This is the same pattern as we see in the `span` mold -- a
variant record, essentially, in nouns. The head of one of these
cells is called the "stem." The tail is the "bulb." The shape
of the bulb is totally dependent on the value of the stem.
#### Runes and stems
A "rune" (a word intentionally chosen to annoy Go programmers) is
a digraph - a sequence of two ASCII glyphs. If you know C, you
know digraphs like `->` and `?:` and are used to reading them as
single characters.
In Hoon you can *say* them as words: "dasran" and "wattis"
respectively. In a metalhead language, if we had to say
"minus greater-than" and "question-colon", we'd just die.
Most twig stems are made from runes, by concatenating the glyph
names and removing the vowels. For example, the rune `=+`,
pronounced "tislus," becomes the stem `%tsls`. (Note that in
many noun implementations, this is a 31-bit direct value.)
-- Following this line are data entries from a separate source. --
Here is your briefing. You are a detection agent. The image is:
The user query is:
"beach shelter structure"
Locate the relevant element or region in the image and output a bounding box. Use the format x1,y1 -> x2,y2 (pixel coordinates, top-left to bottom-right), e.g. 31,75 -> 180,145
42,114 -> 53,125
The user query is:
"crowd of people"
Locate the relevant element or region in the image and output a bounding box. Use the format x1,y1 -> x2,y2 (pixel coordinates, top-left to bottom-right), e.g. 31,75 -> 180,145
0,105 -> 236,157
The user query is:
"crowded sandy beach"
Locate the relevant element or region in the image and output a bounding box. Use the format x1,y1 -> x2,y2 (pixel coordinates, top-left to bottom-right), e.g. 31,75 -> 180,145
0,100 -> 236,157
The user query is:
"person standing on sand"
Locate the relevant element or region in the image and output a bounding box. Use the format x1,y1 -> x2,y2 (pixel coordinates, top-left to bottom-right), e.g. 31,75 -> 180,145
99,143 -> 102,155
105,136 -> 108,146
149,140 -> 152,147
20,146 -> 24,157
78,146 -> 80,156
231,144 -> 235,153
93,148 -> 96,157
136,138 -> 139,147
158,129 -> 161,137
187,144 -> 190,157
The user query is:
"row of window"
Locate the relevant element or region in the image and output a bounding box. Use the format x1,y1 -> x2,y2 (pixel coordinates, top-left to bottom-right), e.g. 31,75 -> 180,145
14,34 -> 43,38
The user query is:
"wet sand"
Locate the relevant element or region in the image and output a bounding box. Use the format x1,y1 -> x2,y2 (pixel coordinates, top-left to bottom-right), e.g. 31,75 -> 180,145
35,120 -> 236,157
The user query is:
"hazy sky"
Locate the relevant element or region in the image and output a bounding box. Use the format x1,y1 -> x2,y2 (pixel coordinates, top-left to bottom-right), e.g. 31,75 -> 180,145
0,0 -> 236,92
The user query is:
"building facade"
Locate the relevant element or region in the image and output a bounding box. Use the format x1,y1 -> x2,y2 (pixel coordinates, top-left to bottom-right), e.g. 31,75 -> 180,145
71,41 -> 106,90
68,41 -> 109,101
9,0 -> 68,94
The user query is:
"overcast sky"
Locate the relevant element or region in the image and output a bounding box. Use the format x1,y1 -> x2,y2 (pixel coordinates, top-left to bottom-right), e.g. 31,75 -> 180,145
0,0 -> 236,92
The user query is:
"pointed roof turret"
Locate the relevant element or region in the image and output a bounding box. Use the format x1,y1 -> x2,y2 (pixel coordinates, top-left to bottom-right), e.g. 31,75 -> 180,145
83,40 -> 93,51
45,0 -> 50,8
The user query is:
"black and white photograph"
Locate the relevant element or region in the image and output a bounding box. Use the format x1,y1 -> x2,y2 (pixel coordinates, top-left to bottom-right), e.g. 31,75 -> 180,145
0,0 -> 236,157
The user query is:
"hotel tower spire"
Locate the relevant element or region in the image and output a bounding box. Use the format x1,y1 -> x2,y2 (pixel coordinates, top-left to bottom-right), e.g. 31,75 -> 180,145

(Some stems (like `%dtzy`) are not runes, simply because they
don't have regular-form syntax and don't need to use precious
ASCII real estate. They are otherwise no different.)
An important point to note about runes: they're organized. The
first glyph in the rune defines a category. For instance, runes
starting with `.` compute intrinsics; runes starting with `|`
produce cores; etc.
Another important point about runes: they come in two flavors,
"natural" (stems interpreted directly by the compiler) and
"synthetic" (macros, essentially).
(Language food fight warning: one advantage of Hoon over Lisp is
that all Hoon macros are inherently hygienic. Another advantage
is that Hoon has no (user-level) macros. In Hoon terms, nobody
gets to invent their own runes. A DSL is always and everywhere
a write-only language. Hoon shreds its ASCII pretty hard, but
the same squiggles mean the same things in everyone's code.)
#### Wide and tall regular forms
A good rune example is the simple rune `=+`, pronounced "tislus",
which becomes the stem `%tsls`. A `%tsls` twig has the shape
`[%tsls twig twig]`.
The very elegance of functional languages creates a visual
problem that imperative languages lack. An imperative language
has distinct statements (with side effects) and (usually pure)
expressions; it's natural that in most well-formatted code,
statements flow vertically down the screen, and expressions grow
horizontally across this. This interplay creates a natural and
relaxing shape on your screen.
In a functional language, there's no difference. The trivial
functional syntax is Lisp's, which has two major problems. One:
piles of expression terminators build up at the bottom of complex
functions. Two: the natural shape of code is diagonal. The more
complex a function, the more it wants to besiege the right
margin. The children of a node have to start to the right of its
parent, so the right margin bounds the tree depth.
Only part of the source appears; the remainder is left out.